Pochi minuti dopo, un altro colpo di balestra: “Faremo stasera un viaggio nei riti di passaggio delle varie età, e lo faremo come è mia abitudine, senza un rigore scientifico, ma in modo assolutamente superficiale, come soltanto io sono in grado di fare le cose: è il nostro modo di essere in sintonia con i tanti che ci guardano e commentano sui social. Quindi lo facciamo anche per voi”.

Il rilievo nasce spontaneo: non si pretende di essere né ruffiani né ossequiosi, ma è particolarmente intelligente (per sopire un rancore interiore inestinguibile che sa di lesa maestà) arrivare a deridere la tua stessa audience?

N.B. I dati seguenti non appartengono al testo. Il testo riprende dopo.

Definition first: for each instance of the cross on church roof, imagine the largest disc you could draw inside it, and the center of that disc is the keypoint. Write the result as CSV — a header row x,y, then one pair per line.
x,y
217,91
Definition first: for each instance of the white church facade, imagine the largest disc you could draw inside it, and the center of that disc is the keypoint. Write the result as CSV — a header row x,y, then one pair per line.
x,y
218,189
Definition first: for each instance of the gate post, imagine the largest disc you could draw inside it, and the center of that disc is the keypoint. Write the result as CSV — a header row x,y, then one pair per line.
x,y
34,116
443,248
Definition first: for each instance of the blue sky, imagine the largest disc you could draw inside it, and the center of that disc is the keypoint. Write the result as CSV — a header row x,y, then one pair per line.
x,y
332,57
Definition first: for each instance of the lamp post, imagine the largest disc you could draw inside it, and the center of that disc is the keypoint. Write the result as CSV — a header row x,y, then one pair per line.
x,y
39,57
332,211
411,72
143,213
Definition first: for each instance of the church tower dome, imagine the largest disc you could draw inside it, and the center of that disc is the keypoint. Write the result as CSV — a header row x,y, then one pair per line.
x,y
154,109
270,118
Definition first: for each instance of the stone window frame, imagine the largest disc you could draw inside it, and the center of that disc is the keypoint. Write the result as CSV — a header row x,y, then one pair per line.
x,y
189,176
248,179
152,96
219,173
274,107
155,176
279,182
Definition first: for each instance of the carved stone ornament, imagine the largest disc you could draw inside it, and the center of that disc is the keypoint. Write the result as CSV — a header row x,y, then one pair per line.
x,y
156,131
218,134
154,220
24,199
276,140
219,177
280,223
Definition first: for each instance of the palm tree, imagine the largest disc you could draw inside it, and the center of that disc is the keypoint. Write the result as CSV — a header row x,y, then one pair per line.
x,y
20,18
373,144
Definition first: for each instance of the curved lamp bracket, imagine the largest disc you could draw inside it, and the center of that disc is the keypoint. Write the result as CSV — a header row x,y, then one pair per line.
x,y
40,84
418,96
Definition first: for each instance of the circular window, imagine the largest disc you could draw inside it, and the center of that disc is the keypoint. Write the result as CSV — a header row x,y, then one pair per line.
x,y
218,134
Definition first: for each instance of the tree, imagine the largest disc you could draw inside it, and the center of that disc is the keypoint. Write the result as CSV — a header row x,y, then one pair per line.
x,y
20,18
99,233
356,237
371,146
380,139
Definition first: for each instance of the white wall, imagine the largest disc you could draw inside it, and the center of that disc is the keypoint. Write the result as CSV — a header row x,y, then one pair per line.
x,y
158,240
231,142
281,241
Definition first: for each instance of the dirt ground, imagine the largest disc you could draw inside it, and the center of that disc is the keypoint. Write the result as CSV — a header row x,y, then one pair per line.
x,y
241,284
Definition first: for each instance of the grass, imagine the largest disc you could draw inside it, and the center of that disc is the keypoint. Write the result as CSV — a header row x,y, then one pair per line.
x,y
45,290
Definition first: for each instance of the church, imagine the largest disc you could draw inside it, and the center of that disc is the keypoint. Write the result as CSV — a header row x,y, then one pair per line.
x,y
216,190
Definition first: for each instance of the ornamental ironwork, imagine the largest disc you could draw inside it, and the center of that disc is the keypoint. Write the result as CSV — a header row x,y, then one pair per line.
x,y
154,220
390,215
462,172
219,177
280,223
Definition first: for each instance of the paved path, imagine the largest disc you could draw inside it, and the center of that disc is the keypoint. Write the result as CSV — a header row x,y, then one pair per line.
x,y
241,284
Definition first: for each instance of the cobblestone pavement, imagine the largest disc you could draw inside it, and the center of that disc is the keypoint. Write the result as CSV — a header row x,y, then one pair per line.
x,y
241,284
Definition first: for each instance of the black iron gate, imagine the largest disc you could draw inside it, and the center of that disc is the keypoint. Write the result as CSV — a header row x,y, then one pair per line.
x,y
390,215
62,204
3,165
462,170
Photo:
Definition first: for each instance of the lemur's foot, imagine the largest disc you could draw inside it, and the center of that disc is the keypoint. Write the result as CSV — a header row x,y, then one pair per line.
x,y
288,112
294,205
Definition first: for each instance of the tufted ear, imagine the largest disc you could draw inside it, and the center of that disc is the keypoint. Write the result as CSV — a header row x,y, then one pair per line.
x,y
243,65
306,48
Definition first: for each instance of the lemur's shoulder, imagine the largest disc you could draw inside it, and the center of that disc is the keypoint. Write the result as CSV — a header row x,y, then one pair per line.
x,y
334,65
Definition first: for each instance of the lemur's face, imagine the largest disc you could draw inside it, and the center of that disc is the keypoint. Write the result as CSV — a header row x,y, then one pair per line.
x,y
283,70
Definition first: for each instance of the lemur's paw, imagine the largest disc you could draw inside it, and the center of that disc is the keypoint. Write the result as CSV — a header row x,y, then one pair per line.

È una mossa scaltra sfottere la rete che ti ospita giocando sugli italici luoghi comuni? Fosse almeno una gag divertente…

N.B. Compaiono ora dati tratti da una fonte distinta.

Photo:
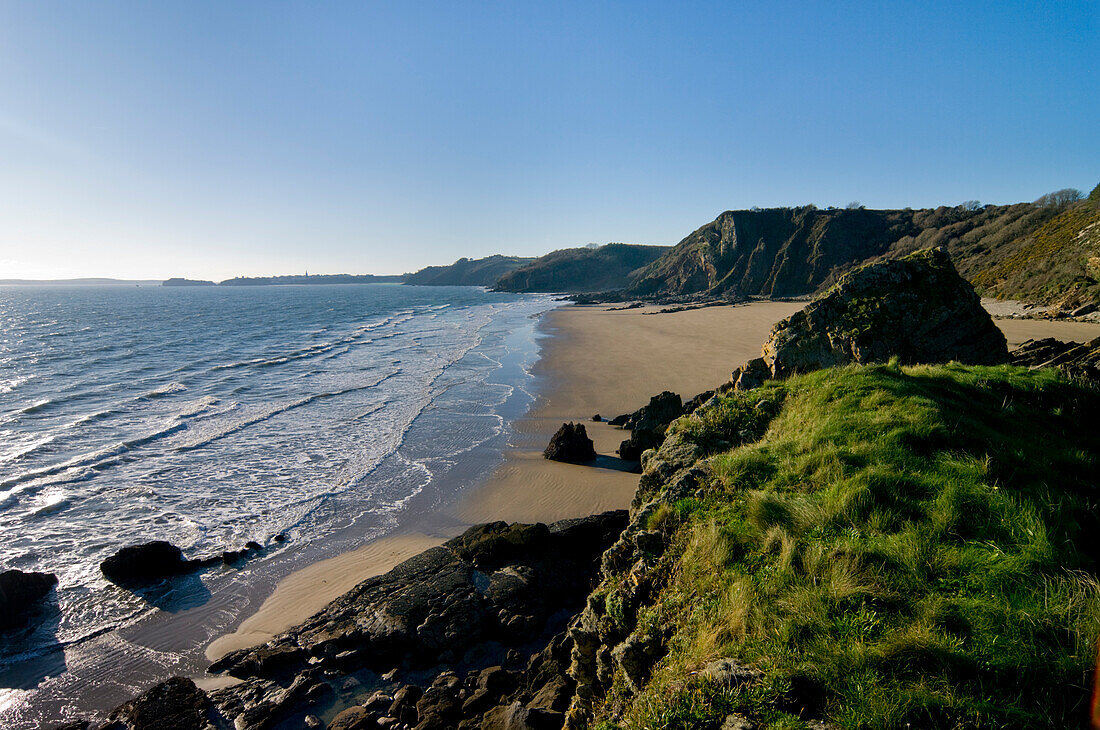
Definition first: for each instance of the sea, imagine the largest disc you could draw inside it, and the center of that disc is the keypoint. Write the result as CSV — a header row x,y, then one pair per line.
x,y
308,419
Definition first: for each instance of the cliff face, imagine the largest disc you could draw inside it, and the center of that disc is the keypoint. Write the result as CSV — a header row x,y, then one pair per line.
x,y
777,252
1043,252
605,268
850,548
468,272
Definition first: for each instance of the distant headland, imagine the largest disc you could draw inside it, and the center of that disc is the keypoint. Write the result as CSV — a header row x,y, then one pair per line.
x,y
292,279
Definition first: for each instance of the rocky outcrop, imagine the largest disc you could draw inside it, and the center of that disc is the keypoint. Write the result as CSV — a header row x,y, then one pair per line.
x,y
648,424
468,272
571,443
173,705
598,268
1076,360
494,589
917,309
788,252
21,596
491,593
136,565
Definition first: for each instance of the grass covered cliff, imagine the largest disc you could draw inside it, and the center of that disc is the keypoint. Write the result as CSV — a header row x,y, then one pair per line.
x,y
597,268
871,546
1047,251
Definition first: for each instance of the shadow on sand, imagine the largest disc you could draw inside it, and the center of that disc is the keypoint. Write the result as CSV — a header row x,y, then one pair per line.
x,y
33,653
174,595
615,464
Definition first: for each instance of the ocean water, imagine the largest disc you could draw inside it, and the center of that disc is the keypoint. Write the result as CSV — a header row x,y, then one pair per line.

Ma questo è niente. Il capolavoro arriva nel monologo sotto finale: prendendo come pretesto una storia (vera o strumentale che sia, poco importa) che riguarda la figlia Olivia, a suo dire rifiutatasi di andare a scuola “perché un suo compagno di classe le faceva le pernacchie”, Cattelan ricama un’allegoria che riguarda se stesso e l’ossessione del recente flop. “Olivia, è una settimana che mi fanno le pernacchie. Capita. Ti sono sembrato meno papà del solito perché la gente mi fa le pernacchie? No? Per me sei sempre Olivia, anche se il tuo compagno ti fa le pernacchie. Non ti far fermare dalle pernacchie, perché fanno tanto rumore… Sono solo aria, non ti fanno niente! E soprattutto le pernacchie non devono mai farti smettere di fare quello che ami fare: ti piace ballare? E allora balla, c…! Fregatene, balla! Divertiti! Non importa quello che dice la gente!”. Chiosando poi con fare sprezzante: “Questa settimana sono stato accusato di essere arrivato su Rai 1 troppo Cattelan. Mi avete fatto il più grande complimento della mia vita!”.

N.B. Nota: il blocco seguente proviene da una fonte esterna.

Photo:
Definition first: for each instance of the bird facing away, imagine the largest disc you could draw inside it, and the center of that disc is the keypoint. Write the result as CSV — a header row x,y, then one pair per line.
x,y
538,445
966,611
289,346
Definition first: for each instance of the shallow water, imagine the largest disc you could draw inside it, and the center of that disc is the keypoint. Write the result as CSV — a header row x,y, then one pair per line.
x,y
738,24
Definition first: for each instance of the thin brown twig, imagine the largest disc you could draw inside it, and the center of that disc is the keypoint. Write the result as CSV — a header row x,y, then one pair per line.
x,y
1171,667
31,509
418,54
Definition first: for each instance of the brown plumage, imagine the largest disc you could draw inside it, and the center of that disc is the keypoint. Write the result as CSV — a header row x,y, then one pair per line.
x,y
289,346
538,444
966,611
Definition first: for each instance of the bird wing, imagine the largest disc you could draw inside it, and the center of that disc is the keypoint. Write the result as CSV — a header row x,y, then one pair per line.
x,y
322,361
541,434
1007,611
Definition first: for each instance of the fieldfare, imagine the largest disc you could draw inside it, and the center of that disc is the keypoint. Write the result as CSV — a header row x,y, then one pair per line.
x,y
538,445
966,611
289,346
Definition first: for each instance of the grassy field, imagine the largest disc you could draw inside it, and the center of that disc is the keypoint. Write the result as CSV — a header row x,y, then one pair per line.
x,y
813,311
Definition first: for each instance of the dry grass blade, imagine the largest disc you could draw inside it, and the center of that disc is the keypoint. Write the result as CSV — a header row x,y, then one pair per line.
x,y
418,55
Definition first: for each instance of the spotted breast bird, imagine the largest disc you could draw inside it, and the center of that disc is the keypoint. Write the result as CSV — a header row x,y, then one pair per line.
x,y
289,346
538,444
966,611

Caro Alessandro più o meno (troppo?) Cattelan, se lo lo lasci dire: questo atteggiamento (per giunta molto infantile per uno che apparecchia un programma che si chiama “Da Grande”) era assolutamente evitabile. Anzitutto perché ha fatto un uso molto privato del mezzo, che in questo caso è anche pubblico. E in secondo luogo perché alla stragrande maggioranza della sua platea televisiva, che non conosceva critiche e polemiche social legate al debutto, queste sue uscite sono parse come un oggetto misterioso. L’inspiegabile livore di un post ragazzetto che doveva solo intrattenere il pubblico, e che ha preferito invece togliersi personalissimi sassolini dalle scarpe. Con acidità. Perché questo purtroppo è passato in video. Per la risposta alle polemiche ci sono altre sedi. Lo spieghi al suo orgoglio.

E poi si tranquillizzi: il prossimo anno condurrà con la consueta bravura l’”Eurovision Song Contest”, e appena possibile potrà accomodarsi in seconda o terza serata (magari su Rai 2) a rifare per la milionesima volta David Letterman e i suoi emuli. Nel luogo più acconcio. È vero: bisogna fregarsene delle pernacchie. Ma a volte aiutano a guardarsi dentro.